The NCEZID works to protect the United States and the world from emerging and zoonotic infectious diseases, including diseases spread by mosquitoes, ticks, and fleas; foodborne and waterborne illnesses; infections that spread in hospitals and/or are resistance to antibiotics; deadly diseases like Ebola and anthrax; and diseases caused by contact with animals.

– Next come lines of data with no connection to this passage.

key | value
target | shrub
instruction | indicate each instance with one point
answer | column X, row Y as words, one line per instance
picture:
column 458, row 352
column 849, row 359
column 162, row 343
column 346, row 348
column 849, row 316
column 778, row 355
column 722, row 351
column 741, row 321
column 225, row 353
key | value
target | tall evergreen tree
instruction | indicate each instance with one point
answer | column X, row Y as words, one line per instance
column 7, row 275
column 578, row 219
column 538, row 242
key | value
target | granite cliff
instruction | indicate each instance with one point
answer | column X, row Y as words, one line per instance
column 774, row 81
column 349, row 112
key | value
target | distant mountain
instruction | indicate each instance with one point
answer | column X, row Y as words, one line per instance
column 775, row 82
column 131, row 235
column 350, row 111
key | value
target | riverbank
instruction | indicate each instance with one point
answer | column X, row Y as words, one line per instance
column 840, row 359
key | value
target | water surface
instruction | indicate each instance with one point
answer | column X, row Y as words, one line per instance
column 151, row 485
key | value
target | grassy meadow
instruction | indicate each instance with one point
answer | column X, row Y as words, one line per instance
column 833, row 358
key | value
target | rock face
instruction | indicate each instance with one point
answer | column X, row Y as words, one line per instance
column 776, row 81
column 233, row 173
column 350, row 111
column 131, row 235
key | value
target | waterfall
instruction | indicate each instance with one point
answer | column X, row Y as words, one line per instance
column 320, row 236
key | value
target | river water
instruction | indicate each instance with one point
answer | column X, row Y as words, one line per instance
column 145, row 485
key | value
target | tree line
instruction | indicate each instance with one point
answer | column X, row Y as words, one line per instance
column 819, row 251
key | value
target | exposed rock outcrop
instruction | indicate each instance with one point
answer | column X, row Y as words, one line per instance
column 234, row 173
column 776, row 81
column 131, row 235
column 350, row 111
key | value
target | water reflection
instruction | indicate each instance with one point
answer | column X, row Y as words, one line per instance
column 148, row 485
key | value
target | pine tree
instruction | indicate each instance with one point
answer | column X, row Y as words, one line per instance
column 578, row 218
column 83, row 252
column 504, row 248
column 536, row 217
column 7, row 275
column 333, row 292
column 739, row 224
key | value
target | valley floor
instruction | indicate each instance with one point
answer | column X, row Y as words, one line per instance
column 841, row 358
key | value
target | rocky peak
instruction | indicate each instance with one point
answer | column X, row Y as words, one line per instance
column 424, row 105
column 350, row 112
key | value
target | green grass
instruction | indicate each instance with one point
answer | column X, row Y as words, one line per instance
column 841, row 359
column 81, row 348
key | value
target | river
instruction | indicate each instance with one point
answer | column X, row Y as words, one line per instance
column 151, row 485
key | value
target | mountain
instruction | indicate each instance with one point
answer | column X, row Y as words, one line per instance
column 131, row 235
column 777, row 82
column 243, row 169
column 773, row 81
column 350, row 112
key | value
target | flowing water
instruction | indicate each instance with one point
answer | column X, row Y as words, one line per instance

CDC's FY 2017 budget request includes funding for vector-borne disease activities under NCEZID's Core Infectious Diseases budget request. The Core Infectious Diseases budget includes a number of CDC's infectious disease activities-such as vector-borne diseases, Lyme disease, emerging infections, and high-consequence pathogens-and also supports the Epidemiology and Laboratory Capacity (ELC) Cooperative Grant Program, which strengthens surveillance for infectious diseases, early detection of newly emerging disease threats, and identification and response to outbreaks at the state and local levels.
CDC's vector-borne diseases program plays a critical role in the nation's capacity to detect, control, and prevent bacteria and viruses transmitted by mosquitoes, ticks, and fleas. In addition to critical collaboration with and support of state and local health departments, CDC experts also conduct field investigations and intramural research to address risks to the United States from emerging and invasive pathogens anywhere in the world. The CDC serves as the national diagnostic reference center for vector-borne viral and bacterial diseases.
Funding for the vector-borne diseases line supports the Division of Vector-Borne Diseases, with its main facility in Fort Collins, Colorado, and two branches in Atlanta (Rickettsial Zoonoses Branch) and San Juan, Puerto Rico (Dengue Branch). The work that all locations do supports efforts for domestic and global vector-borne disease control.
We know you have many difficult decisions to make, but we need to support critical public health infrastructure to prevent against devastating disease outbreaks. Thank you for your consideration of our request to at least double the vector-borne diseases line at NCEZID, to at least $55 million.